This year, Chicago stands to gain from a new national initiative meant to jumpstart grassroots organizing on behalf of schools. But instead of political advocacy, the grassroots groups will be expected to focus directly on improving education for poor children and children of color.
The Fund for Education Organizing has raised nearly $5 million for such grassroots projects in Chicago and three other urban areas. The goal is to get parents, students and community leaders more involved in school reform and keep the pressure on districts to follow through once they launch reforms.
No one can argue with the wisdom of getting the public, especially parents, more involved in education as a way to hold school systems accountable for educating youngsters. Such a move would be particularly welcome in Chicago, where longtime school reform groups that served as watchdogs have lost funding even as the district rolls out sweeping reforms such as Renaissance 2010.
But, as with most other initiatives, the devil will be in the details. How solid are the partnerships that apply? Do they have expertise in education? Most importantly, how will the groups gain enough traction to hold the district’s feet to the fire and have the resources to persevere? The Chicago Annenberg Challenge spawned some marvelous partnerships that boosted learning. But the district ignored the effort, and partnerships ran out of money.
To gain that traction, the new grassroots efforts will need more than just educational savvy. They’ll need political savvy as well, given the district’s close ties to Mayor Daley’s administration.
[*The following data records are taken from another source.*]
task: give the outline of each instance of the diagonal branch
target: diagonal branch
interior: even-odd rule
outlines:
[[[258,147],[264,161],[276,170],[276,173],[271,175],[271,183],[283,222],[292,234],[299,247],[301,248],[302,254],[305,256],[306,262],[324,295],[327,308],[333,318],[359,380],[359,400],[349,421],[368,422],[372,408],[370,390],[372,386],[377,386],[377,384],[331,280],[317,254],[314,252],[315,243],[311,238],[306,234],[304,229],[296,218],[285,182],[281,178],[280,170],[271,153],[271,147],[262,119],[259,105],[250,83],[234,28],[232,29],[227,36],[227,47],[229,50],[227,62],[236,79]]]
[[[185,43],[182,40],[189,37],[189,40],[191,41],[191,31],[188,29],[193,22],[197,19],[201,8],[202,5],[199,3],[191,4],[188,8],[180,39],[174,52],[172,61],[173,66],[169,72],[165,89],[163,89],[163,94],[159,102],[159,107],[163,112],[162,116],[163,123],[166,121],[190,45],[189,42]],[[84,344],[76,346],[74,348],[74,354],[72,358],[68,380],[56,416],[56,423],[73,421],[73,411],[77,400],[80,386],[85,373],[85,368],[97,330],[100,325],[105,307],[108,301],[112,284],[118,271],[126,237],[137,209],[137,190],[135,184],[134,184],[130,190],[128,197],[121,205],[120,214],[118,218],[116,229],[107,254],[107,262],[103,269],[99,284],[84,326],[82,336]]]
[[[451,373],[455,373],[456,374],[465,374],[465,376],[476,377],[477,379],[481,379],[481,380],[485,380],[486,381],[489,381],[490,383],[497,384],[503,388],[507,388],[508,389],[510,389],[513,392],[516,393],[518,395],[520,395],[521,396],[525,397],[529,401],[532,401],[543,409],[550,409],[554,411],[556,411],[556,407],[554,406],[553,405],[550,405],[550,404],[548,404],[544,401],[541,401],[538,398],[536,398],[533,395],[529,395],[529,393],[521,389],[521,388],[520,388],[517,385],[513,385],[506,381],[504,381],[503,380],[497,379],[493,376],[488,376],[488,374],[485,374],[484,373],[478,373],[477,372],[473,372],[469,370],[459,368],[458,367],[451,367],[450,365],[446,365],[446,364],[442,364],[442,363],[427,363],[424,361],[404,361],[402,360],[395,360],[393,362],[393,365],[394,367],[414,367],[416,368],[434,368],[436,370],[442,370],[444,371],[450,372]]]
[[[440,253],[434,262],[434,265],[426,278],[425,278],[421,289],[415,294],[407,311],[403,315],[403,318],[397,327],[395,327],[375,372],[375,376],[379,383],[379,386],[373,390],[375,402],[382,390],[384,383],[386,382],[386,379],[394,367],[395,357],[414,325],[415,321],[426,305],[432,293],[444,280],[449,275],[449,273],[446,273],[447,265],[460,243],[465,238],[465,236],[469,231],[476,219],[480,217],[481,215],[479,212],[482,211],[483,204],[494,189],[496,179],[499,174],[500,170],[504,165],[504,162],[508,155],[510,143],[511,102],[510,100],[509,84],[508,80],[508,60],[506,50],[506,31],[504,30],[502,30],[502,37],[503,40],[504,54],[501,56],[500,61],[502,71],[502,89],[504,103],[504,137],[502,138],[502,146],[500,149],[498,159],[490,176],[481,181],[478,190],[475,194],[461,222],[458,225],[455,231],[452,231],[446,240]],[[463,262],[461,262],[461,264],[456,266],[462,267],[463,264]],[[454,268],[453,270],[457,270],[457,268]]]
To that end, it’s too bad that some of the veterans of the first school reform movement, which first set the stage to bring parents and community leaders into schools, have shut their doors for lack of money.
Funding reform redux?
Already, policymakers and activists who regularly trek to Springfield are predicting a spring session stretching into the summer as legislators hammer out a state budget. That happened three years ago, when it took the General Assembly until July to come up with a spending plan—one that gave schools a mere $154 increase in per-pupil state funding. Back then, funding reform went nowhere.
It’s hard not to wonder whether something similar will happen this year. Advocates have lobbied year in and year out, to no avail, for an overhaul of school funding. But this year, as Springfield correspondent Aaron Chambers reports (see page 15), advocates are reaching for the brass ring once again with a well-funded legislative campaign and the support of powerful Senate President Emil Jones Jr. Funding reform still faces an uphill battle—Gov. Rod Blagojevich has made health care for the uninsured, not school funding, his top priority, and advocates will have to win over House Speaker Michael Madigan, who remains the x-factor in the equation—but there’s more reason now to hope that lawmakers will feel the pressure and finally address the issue.
Policy series
Two individuals deeply involved in school reform New Orleans style, where charters have become the dominant force in rebuilding the city’s schools, will speak at the second 2007 Chicago Schools Policy Luncheon on March 20. The speakers are Leslie Jacobs, a member of the Louisiana State Board of Elementary and Secondary Education and author of the state’s school accountability plan; and Shenita Johnson Garrard, a former CPS administrator now with the National Association of Charter School Authorizers.
At the third and final luncheon on April 10, Dennis Doyle, an assistant superintendent in Chula Vista, Calif., will talk about how that district used charters to learn how to better support regular schools.
David Vitale, chief administrative officer of CPS and architect of many of Chicago’s autonomy initiatives, will also speak.
Catalyst, along with Business and Professional People for the Public Interest and the Illinois Network of Charter Schools, organized the series. For registration information, go to www.bpichicago.org.